BKW board may lengthen terms
BERNE Three years after the Berne-Knox-Westerlo School District shortened the term lengths of school board members, most members of the current board want it changed back.
At a meeting Tuesday night, the board voted, 4 to 1, to put the issue on the ballot for this springs election. If the voters approve the proposition, the term length for board members would increase from three years to five, starting next year. Current board members would complete the term for which they were elected.
Board President Janet Finke voted against the proposition.
"I think it rules out high school parents," Finke said.
"Why do your children have to be in class for you to be on the board"" responded board member Ed Ackroyd. "It’s all about the taxpayers."
In 2003, district voters approved a proposition to reduce the term length to three years. The purpose was to encourage more people to run.
"I’m not sure we’ve seen that that’s the case," said board member Joan Adriance. Adriance pointed out that she supported the change in 2003. Now, however, she supports a change back.
Each of the current board members ran for their positions unopposed, including the two with three-years terms, Ackroyd and Maureen Sikule.
Tuesdays vote came out of a discussion of the positions of board president and vice president.

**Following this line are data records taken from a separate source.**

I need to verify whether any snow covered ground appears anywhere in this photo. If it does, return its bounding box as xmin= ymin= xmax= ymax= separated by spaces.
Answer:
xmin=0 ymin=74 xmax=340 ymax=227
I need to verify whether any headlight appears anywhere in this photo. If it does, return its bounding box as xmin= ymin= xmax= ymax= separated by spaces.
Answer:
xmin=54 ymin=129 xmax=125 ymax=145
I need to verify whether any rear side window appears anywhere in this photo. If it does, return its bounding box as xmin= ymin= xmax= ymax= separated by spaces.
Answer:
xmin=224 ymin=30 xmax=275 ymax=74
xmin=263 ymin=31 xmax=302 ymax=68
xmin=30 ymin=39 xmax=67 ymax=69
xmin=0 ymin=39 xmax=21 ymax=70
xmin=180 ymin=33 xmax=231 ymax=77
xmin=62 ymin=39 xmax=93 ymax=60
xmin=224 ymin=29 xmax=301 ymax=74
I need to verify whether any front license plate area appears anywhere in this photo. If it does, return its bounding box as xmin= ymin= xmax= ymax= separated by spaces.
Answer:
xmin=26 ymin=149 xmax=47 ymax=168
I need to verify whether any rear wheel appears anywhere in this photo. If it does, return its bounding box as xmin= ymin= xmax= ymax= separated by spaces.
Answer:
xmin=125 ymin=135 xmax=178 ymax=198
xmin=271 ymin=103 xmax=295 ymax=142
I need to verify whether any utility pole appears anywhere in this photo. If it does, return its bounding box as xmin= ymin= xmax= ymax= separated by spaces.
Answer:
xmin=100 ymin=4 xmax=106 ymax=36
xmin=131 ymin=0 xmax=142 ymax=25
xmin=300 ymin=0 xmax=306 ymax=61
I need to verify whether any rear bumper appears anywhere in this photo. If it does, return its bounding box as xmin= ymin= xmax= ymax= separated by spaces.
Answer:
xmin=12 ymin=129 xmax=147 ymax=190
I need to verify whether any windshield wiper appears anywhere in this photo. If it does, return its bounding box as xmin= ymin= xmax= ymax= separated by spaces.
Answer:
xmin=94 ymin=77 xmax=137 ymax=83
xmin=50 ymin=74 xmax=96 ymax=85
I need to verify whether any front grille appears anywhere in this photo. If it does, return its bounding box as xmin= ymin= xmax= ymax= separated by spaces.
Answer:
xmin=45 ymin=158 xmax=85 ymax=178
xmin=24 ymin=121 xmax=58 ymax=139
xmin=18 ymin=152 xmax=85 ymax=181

Traditionally, BKW board members become vice-president in the third year of their five-year term. The next year, a member becomes president, and in the fifth year, serves informally as an advisor to the president.
Ackroyd is slated to become vice president next year. However, if he loses re-election or decides not to run, he wont become president in 2008, leaving the position empty.
Ackroyd said he supported passing the job onto the next person in line, Sikule, if he is not available.
"What I don’t want to see is someone who is president or vice president for the next 10 years," he said.
Adriance, the current vice president, offered to partially solve the problem by skipping her turn as president next year. The board rejected her offer.
If the term length returns to five years, the presidential rotation will be back to normal.
Also, the board would be made up of more experienced members. Adriance said that she originally thought three years was enough, but now that she is in her third year, she feels she finally has learned enough to be an effective board member.
Karen Storm, in her fifth year, said that, one day, Superintendent Steven Schrade will retire, and, if the board is made up of three-year-term members, the school could have an inexperienced board and an inexperienced supervisor.
Other business
In other business at the Feb. 6 meeting, the Berne-Knox-Westerlo School Board:
Voted, 4 to 1, to eliminate honors for the valedictorian and salutatorian, starting with next years ninth-grade class. The district has, for several months, been considering the move.
Last month, high school Principal Mary Petrilli reported that all the suburban districts in the area have replaced valedictorian and salutatorian honors with the recognition of a group of top students. There has been no community backlash in those districts, Petrilli said.
Also, she said, most colleges dont give scholarships to students solely for being valedictorian or salutatorian.
Sikule voted against the proposal, saying she thought the positions shouldnt be eliminated until the district has a plan to replace the honors with something else.
In a second vote, the board voted unanimously to appoint a committee to come up with an alternative by June;
Heard recommendations on the lease of the Westerlo school building from real estate broker Kevin Broderick.
Currently, the district is renting the building to the Helderberg Christian School for $750 per month. The board asked Broderick if he thought it was possible to rent the building to someone else for more money.
"If it was my building and I had a tenant in my building who was keeping it up, I would keep that tenant," Broderick said.
The rural location doesnt make the property commercially desirable, Broderick said.
The district put the building up for lease after closing it to students at the end of the last school year because of district-wide declining enrollment. The district hasnt created a long-term plan for the building. The board has said that leasees are not allowed to alter the school.
"The thing that’s stopping you from doing business to gain the most financial advantage from this building is you don’t know if you need it or not," Broderick said; and
Heard a report from the facilities planning committee. At the committees first meeting, Schrade said, three subcommittees were formed: one to discuss the Westerlo school, one to discuss moving the sixth grade from the high-school building to the elementary building, and one to discuss general facility needs, including additions or renovations.
The committee plans to have a recommendation for the school board by this summer or early fall, Schrade said.